Sans tomber dans la paranoïa de base et/ou d’éventuelles théories du complot, le hasard n’existant pas sur cette planète; il apparaît de plus en plus clairement que la Russie ne veut pas voir la publication de certaines informations et elle n’hésite plus à employer son arsenal législatif à disposition pour faire taire de plus en plus les bloggers locaux. Certes, la position russe est parfaitement compréhensible (en ce qui concerne la recherche de discrétion) mais il est utile et nécessaire de rappeler qu’en ce qui nous concerne nous travaillons uniquement sur base de sources ouvertes (OSINT en anglais) disponibles au commun des mortels, dont nous faisons partie, pour rédiger les articles du blog. Il n’y a donc aucune indiscrétion particulière dans la publication de cette information… cette dernière ayant été affichée (et commentée!) clairement devant un parterre de journalistes et ce en présence du ministre russe de la défense « himself« ; il suffisait simplement de prendre le temps de lire ce que l’on avait devant les yeux.

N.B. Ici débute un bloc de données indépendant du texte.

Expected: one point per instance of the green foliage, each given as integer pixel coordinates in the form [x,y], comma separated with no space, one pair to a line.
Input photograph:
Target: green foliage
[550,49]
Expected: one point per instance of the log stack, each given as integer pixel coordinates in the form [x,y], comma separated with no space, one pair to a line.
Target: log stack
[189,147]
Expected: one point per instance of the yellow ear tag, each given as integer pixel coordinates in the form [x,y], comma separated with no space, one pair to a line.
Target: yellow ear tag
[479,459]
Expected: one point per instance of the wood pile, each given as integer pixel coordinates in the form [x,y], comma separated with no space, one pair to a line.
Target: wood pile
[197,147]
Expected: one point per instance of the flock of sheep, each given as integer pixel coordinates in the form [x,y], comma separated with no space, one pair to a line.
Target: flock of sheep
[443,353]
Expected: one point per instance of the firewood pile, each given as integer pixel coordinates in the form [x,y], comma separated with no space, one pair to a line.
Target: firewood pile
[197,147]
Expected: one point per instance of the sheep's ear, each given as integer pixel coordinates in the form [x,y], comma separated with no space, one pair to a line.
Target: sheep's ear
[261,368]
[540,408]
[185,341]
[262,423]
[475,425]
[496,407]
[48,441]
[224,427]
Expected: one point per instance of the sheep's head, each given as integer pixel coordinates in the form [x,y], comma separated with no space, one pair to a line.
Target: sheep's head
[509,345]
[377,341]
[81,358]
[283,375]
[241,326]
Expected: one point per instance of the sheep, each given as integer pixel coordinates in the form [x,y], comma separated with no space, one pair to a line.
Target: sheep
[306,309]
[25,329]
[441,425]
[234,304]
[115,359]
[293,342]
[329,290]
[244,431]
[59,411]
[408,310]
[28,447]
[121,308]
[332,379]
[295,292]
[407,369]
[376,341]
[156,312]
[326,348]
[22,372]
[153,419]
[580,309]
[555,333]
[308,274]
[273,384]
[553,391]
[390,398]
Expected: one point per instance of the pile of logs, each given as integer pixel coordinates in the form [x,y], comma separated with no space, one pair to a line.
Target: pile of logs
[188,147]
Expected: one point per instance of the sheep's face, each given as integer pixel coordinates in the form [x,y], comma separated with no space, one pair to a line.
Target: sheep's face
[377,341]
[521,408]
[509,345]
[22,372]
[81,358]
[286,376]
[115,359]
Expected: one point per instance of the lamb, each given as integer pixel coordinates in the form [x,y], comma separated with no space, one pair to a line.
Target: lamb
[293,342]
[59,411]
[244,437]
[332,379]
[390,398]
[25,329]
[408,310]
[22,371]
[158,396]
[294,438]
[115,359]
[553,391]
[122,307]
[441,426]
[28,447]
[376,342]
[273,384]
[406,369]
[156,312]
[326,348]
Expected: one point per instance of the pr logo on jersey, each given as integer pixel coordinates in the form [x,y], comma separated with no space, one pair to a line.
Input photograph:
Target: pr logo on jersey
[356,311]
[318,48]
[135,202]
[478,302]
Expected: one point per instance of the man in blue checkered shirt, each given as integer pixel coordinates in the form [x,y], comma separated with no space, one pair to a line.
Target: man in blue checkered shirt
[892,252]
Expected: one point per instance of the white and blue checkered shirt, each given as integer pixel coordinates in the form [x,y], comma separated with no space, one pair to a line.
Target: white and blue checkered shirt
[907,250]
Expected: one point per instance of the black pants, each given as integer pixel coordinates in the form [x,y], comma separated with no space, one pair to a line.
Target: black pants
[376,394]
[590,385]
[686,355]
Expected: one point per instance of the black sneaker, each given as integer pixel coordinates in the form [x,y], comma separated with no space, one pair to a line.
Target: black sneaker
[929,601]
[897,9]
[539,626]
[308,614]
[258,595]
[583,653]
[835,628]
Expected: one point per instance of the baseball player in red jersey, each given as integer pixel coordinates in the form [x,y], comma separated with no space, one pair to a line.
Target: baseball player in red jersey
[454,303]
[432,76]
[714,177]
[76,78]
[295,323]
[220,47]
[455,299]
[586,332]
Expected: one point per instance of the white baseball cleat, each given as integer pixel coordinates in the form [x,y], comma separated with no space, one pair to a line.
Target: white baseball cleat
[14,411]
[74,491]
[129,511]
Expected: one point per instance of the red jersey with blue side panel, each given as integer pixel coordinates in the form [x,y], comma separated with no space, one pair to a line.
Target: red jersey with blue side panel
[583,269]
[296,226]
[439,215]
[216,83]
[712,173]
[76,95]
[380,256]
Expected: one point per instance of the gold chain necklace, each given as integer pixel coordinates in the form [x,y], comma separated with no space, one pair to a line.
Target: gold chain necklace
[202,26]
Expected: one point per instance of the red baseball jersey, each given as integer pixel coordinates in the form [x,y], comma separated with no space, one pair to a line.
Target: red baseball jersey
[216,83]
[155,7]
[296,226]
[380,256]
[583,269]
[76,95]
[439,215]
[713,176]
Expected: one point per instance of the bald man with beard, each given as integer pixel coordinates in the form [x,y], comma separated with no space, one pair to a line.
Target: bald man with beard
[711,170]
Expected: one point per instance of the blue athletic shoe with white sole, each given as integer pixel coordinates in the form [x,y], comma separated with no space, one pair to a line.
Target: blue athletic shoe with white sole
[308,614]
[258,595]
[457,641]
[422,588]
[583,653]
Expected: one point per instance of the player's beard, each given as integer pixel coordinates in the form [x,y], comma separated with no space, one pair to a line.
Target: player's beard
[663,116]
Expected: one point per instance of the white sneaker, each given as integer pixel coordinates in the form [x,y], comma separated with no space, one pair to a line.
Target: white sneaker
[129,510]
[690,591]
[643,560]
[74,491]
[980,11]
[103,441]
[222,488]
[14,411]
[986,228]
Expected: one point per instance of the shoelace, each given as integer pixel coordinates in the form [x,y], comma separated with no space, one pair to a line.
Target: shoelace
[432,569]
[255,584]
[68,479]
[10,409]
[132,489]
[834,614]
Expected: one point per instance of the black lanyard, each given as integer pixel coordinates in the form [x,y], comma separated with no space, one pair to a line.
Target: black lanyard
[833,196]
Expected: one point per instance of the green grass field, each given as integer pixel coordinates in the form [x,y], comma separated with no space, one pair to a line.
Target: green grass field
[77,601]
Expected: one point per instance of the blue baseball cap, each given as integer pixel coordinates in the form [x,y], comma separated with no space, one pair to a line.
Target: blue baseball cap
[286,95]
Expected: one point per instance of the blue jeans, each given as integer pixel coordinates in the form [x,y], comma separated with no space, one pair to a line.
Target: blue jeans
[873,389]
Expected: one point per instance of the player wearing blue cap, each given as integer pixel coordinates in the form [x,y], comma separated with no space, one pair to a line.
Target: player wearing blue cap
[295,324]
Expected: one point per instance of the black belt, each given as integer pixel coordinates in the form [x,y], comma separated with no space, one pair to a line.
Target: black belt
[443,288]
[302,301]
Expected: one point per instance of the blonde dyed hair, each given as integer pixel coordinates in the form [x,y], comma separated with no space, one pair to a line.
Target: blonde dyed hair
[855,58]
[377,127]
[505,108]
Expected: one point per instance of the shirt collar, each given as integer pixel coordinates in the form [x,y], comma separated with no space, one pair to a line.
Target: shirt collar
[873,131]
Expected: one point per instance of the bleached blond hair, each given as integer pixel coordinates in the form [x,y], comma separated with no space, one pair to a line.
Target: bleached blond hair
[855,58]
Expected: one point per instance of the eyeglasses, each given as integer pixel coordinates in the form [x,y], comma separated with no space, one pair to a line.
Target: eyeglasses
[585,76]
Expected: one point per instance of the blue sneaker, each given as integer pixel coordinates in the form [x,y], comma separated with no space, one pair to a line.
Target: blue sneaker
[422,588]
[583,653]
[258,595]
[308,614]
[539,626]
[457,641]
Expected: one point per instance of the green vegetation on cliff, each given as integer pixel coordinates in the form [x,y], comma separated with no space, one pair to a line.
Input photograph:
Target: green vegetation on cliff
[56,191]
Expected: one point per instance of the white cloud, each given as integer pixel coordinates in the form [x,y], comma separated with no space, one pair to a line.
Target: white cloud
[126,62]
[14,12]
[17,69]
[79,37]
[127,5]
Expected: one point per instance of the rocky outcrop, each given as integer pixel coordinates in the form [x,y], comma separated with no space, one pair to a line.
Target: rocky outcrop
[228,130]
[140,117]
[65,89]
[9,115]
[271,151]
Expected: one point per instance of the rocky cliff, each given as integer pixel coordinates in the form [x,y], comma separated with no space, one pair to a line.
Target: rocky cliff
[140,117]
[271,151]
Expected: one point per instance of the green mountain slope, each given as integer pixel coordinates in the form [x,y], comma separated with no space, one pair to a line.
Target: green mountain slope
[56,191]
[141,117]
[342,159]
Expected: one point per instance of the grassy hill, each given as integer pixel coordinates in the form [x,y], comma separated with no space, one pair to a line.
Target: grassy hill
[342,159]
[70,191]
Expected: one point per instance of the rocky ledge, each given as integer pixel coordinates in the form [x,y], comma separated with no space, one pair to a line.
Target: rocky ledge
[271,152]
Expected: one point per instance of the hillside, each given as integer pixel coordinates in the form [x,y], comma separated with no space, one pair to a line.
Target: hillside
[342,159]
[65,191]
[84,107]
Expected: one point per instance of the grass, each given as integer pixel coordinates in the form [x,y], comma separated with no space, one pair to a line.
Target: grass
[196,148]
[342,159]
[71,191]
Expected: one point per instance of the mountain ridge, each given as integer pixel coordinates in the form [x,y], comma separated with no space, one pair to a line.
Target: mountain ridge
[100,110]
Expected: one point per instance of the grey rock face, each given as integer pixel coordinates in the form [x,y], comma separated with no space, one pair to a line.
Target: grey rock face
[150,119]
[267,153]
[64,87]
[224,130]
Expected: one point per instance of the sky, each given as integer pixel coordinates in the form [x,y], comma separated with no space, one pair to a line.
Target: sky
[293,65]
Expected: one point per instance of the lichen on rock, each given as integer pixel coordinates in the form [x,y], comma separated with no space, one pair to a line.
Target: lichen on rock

Et c’est ainsi que cet article se terminera; le renforcement en cours des mesures mises en place par la Russie pour protéger le secret de ses informations est un processus en cours depuis quelques mois (« c’est le jeu« , serais-je tenté de dire) mais l’hyper-communication médiatique dont fait preuve la Russie dans le domaine militaire est également responsable de l’attrait que présente le pays: à force de communiquer sur les avancées militaires russes, la curiosité est titillée et donc il est logique de chercher à en apprendre plus sur ses questions sans faire usage d’outils particuliers si ce n’est d’un navigateur Internet. Le fait de devoir se reposer – fort probablement – plus sur les médias russes (avec les dérives que ceci peut entraîner) pour suivre les avancées militaires russes risque d’avoir un impact non-négligeable sur la qualité des informations et au final sur l’intérêt de celles-ci.